Two wheels in the city

Body in motion The wind strips me of everything I am; in this moment, I am against it and it against me, pushing against each other, not with our weights but without them. The onlooking green wave in support, blurring my vision until I lose focus of all the greys and I can only breathe…

Body in motion

The wind strips me of everything I am; in this moment, I am against it and it against me, pushing against each other, not with our weights but without them. The onlooking green wave in support, blurring my vision until I lose focus of all the greys and I can only breathe in the smell of garlic from a nearby restaurant. It is in me and I in it until the shrill unmistakable jerk of a vehicular horn cuts my connection loose and I can feel the weights pull me back down, feet on asphalt again.
– notes from 2019

I was telling a friend the other day that the anger one feels on the road, slowly disintegrates into one of passivity. You unplug and dissociate so you don’t feel the rage. I’m sure a lot of riders/drivers feel this way.

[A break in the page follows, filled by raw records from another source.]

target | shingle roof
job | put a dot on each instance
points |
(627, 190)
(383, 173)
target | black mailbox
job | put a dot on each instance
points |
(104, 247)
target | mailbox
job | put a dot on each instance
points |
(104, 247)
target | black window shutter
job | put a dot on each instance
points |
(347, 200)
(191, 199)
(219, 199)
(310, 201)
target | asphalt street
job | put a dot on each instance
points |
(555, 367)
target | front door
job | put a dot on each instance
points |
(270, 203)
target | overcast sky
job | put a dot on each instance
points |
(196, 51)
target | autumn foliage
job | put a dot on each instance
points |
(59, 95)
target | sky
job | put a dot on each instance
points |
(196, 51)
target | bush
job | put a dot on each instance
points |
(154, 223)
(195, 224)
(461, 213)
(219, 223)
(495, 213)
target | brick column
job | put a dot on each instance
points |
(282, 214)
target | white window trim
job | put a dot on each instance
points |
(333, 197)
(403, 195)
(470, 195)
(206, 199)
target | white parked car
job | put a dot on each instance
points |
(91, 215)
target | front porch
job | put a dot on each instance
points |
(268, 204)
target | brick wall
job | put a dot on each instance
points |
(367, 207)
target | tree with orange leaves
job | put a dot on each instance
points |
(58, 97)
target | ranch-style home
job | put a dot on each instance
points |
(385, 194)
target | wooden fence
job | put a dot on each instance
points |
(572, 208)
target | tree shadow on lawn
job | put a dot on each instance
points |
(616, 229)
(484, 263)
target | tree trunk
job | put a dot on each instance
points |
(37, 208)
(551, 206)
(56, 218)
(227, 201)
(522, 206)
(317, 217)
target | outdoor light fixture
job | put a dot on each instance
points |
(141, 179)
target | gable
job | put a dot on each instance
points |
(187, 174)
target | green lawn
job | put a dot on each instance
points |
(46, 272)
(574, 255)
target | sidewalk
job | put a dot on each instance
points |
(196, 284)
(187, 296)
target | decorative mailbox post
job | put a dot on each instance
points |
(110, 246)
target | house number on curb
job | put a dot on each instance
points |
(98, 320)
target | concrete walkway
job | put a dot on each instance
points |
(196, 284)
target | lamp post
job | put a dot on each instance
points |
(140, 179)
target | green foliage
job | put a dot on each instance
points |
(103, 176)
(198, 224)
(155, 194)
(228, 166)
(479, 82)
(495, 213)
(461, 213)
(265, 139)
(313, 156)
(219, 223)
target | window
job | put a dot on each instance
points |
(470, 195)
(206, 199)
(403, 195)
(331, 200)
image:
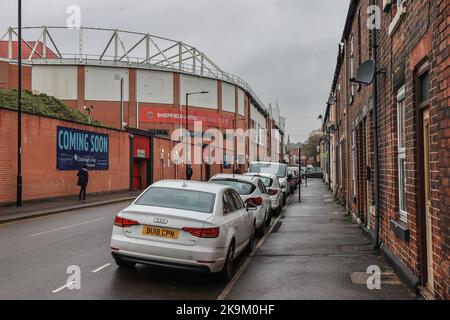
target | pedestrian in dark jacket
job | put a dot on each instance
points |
(189, 172)
(83, 179)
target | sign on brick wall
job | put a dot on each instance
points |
(77, 147)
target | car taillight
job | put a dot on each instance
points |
(124, 223)
(256, 201)
(203, 232)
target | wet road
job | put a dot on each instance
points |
(35, 255)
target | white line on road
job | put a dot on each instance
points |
(66, 227)
(101, 268)
(64, 286)
(244, 266)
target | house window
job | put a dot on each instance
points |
(354, 161)
(401, 154)
(424, 86)
(397, 12)
(352, 67)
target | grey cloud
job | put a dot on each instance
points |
(286, 49)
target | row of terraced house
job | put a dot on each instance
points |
(406, 214)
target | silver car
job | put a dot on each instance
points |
(278, 169)
(252, 190)
(273, 187)
(186, 225)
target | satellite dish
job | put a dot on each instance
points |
(366, 73)
(331, 100)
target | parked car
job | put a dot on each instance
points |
(273, 187)
(292, 181)
(278, 169)
(297, 175)
(186, 225)
(303, 172)
(315, 172)
(252, 190)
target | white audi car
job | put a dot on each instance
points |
(252, 190)
(185, 225)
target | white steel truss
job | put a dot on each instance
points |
(134, 49)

For instance, a rider wants to get onto the footpath and you’re in their way and they honk until you have no choice but to scream at them but ultimately you watch them get onto the footpath anyway and zoom away. I call this trance travel. Your senses are all intact, but you’re not actively observing. You’re on auto pilot mode.

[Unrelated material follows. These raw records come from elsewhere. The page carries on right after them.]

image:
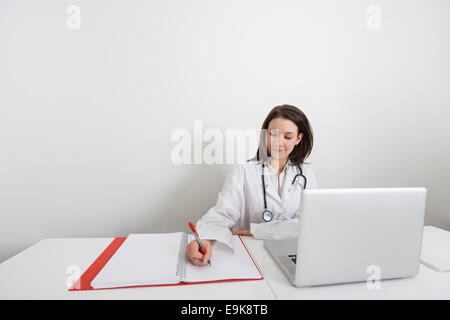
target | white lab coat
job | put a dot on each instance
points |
(240, 204)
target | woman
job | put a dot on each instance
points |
(244, 206)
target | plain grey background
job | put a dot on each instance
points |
(86, 116)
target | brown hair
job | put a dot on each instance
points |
(302, 150)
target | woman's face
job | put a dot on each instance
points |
(282, 138)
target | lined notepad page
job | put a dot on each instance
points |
(143, 259)
(225, 264)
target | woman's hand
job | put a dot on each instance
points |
(245, 232)
(195, 256)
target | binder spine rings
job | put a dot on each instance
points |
(181, 264)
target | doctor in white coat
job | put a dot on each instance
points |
(247, 207)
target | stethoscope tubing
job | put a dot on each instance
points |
(267, 215)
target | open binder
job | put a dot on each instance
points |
(159, 259)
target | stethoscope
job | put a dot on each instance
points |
(267, 214)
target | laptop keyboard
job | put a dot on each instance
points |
(293, 257)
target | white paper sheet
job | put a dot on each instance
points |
(225, 264)
(142, 259)
(436, 249)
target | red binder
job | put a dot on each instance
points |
(84, 283)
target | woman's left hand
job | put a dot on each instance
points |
(243, 233)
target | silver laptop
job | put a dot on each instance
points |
(349, 235)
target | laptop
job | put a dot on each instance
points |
(352, 235)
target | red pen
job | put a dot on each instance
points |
(194, 231)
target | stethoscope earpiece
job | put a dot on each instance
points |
(267, 214)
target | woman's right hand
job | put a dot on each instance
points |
(195, 256)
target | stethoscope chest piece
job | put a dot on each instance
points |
(267, 215)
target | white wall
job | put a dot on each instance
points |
(86, 116)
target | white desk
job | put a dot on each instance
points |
(39, 272)
(427, 284)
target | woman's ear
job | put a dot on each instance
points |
(300, 136)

my mind isn’t really on the road,
though my eyes are.
My scooter is moving
on the mental map I’ve created so far
know exactly when to turn
and when to brake before a pothole,
it’s muscle memory, you learn
a passive observer, of the droll satire
a new diversion, metro construction
without thinking
I fly over and pass under
and I’m at the destination,
the route to which
my body will remember.

It has been a little less than two months since I stopped riding the scooter. It was only fitting that I wrote a little something mourning the access it gave me to the city and the bad back I suffer from it. Unfortunate as it may be, (considering I advocate public transport any chance I get), as a young woman the two wheeler provided me my first taste of unhindered*, unscheduled means of navigating the city. The bus used to be my earlier mode of gallivanting across town but it came with it’s own restrictions and delays.

*exempting of course, potholes, speed breakers, raging riders and rickshaws, an apparated pedestrian, dividers, puddles,…


It took some getting used to, especially the giddiness that comes from not being reliant on anything (except fuel) or anyone while out and about. Don’t get me wrong, this isn’t a romanticized lamenting of a lost love – I didn’t love riding the scooter, it’s the things I could do and the people I could be as a result of riding it.

I have worn different helmets and jackets. First came the rebellious, angsty teenager skipping classes and riding to different parts of the city to make art, act in short films and loiter around Bangalore University getting to know a boy. Then with a scarf and a balaclava, came the confused, careless 20 year old woman weeping in front of a traffic police on a bad day and no money on her, having been pulled up for speeding. Donning a new helmet, this one supposedly ISI certified, was a woman who longed to leave the city and overthought every thing in her life as she waited at traffic signals, making many a life decision this way. But the woman whose torn rain jacket I am now folding, is one who chose to stick with the two wheeler because it took less space on the road, so much so that it was invisible to a swerving auto rickshaw that he dragged it down and drove away. With that memory, I am folding the parts of me that longed to not be seen, on the road and otherwise. Someday, I might stitch it all back together to create the cloak of invisibility, but until then, I am going to try the fit of a woman who’s seen and heard.